Can't convert to char in ? : operator

Question

I want to give user with 2 choices which are whether reading the node in alphabets or numbers. It will say something like "From node A to B" or "From node 1 to 2". So I wrote codes like the //2 code(I want to make it simple so I let the condition to be "true"). But the result is "66" instead of "B". However, the //1 code works fine. How can I wrote the code that allows me to change the letter and display correctly the way I want? Thanks.

System.out.println(true?(char)(65+1):65);//1

int a=65;
System.out.println(true?(char)(65+1):a);//2

Results

B
66

*Try to make it clearer: I want to make a loop to print out

From node A to node B
From node A to node C
From node A to node D
...

So I will write

for (int i=1;i<26;i++)System.out.println("From node A to node "+ (char)(65+i));

But I also want to make it able to print out this if user decide to:

From node 1 to node 2
From node 1 to node 3
From node 1 to node 4
...

So, I make a question about the format the user wants as a boolean format variable. And I edit the code to be

boolean format=true;//I simplify it    
for (int i=1;i<26;i++)System.out.println("From node "+(format?"A":1)+ " to node "+ (format?(char)(65+i):i));

Here is there result

From node A to node 66
From node A to node 67
From node A to node 68
...

This is not what I want. It should be "From node A to node B", etc... I changed the short type in //2 to int as recommended, but it(type) is not the point I'm asking. So please don't mind it.

Answer 1

I can't understand what you're trying to achieve (and why you're using short variables), but the behavior you're observing is explained in the Java Language Specification :

If one of the operands is of type T where T is byte, short, or char, and the other operand is a constant expression (§15.28) of type int whose value is representable in type T, then the type of the conditional expression is T.

That explains what you see in the first example: 65 is a constant expression of type int, (char)(65+1) is a char, and the type of the ternary expression is thus char.

Otherwise, binary numeric promotion (§5.6.2) is applied to the operand types, and the type of the conditional expression is the promoted type of the second and third operands.

That explains what you see in the second example: one is of type short and the other is of type char: they're both promoted to int and the result is thus of type int.
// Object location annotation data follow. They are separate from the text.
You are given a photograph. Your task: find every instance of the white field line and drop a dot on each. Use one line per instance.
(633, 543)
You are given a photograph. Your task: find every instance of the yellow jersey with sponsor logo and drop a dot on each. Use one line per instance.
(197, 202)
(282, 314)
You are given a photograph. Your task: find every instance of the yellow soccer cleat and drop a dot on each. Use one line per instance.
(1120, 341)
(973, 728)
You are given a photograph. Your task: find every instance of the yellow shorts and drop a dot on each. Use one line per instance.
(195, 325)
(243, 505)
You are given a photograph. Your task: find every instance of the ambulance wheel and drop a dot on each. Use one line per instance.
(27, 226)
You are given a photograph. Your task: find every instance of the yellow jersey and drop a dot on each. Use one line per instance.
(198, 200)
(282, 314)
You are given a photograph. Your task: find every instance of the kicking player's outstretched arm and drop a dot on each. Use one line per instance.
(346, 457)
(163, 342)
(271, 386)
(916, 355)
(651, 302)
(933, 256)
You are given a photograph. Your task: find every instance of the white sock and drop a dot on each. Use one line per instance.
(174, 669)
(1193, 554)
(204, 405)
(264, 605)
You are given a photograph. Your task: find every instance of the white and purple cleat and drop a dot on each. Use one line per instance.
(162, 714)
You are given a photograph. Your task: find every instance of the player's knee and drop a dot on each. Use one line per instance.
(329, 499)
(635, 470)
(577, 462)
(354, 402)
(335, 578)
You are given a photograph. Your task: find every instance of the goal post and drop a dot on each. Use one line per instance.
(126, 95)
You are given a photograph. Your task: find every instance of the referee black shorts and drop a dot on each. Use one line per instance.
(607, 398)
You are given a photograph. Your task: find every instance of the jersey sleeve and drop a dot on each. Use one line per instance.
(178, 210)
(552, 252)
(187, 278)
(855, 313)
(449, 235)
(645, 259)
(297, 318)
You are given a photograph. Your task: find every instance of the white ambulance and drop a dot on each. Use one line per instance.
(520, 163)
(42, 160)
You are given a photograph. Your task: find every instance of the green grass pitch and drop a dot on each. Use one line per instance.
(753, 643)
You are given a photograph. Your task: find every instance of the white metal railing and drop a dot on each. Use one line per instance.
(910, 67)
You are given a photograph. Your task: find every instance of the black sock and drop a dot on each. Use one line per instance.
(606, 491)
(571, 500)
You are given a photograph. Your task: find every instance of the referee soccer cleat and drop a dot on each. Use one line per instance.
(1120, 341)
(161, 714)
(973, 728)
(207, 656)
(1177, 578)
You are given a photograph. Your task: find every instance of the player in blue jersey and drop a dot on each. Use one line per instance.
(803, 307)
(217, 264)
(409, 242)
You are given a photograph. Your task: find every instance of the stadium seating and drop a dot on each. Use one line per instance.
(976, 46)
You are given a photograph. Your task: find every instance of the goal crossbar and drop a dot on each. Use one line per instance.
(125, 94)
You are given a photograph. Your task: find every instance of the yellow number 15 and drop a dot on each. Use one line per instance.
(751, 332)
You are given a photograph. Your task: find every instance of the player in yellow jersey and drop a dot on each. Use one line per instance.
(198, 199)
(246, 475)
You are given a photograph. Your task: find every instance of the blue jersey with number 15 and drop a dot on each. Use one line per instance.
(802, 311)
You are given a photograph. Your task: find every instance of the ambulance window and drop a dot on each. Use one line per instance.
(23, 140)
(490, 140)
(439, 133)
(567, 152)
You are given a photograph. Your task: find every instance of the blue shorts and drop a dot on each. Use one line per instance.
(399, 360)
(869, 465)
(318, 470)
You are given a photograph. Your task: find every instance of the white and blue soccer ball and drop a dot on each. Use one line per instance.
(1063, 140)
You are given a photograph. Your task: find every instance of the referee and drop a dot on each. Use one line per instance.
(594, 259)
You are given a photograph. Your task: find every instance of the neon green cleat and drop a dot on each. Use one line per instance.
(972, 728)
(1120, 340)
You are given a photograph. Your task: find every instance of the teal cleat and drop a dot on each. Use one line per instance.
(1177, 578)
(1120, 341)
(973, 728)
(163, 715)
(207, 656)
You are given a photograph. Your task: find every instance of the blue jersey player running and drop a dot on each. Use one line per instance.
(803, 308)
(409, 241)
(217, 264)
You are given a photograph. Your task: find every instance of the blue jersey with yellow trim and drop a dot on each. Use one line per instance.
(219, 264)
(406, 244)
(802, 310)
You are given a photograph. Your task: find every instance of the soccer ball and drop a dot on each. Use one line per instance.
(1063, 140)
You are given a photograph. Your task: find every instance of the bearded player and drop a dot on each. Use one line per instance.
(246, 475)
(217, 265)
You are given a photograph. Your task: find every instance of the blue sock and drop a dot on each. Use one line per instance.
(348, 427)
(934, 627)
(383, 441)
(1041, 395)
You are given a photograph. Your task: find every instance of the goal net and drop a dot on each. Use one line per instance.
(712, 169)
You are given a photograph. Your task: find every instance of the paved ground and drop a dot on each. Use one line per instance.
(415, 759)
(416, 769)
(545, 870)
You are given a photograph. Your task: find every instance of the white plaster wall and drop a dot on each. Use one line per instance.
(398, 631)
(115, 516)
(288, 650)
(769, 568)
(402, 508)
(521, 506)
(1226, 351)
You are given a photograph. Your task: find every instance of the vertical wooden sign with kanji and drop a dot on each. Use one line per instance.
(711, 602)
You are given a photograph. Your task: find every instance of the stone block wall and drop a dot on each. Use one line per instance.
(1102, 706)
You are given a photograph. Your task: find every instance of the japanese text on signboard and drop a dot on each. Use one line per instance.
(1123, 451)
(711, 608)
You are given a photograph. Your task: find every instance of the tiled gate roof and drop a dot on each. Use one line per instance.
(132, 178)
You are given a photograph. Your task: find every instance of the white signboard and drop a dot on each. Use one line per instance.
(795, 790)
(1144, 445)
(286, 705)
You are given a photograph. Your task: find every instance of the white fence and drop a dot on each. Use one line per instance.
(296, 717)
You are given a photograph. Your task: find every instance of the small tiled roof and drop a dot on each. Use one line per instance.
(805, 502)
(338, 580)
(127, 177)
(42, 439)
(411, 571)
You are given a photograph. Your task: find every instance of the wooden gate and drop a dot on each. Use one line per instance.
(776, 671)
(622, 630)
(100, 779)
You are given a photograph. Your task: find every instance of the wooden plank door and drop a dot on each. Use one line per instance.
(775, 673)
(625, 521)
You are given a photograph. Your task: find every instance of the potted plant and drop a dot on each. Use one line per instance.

To do what you want to achieve, I'd do something like:

private String formatNode(int node) {
    return formatAsInteger ? Integer.toString(node + 1) : Character.toString((char) (node + 'A'));
}

// ...

for (int i = 1; i < 26; i++) {
    System.out.println("From node " + formatNode(0) + " to node " + formatNode(i));
} 

Answer 2

There are two problems in your code, different types for the second and third expressions in the ?:, and dead code due to the use of true . I fixed the first problem two different ways. The first println selects between two int expressions, and casts the result to char . The second cases each of the selected expressions. I fixed the second problem by using a boolean whose value the compiler does not know.

public class Test {
  public static void main(String[] args) {
    boolean test = args.length < 1;
    System.out.println((char) (test ? (65 + 1) : 65));
    System.out.println(test ? (char) (65 + 1) : (char) 65);
  }
}

Answer 3

Try :

System.out.println(true?(char)(65+1):65);//1

char a=65;
System.out.println(true?(char)(65+1):a);//2

Answer 4

If I understand your question correctly, this is what you should write:

System.out.println((char)(false?(65+1):65));

You need to cast the result.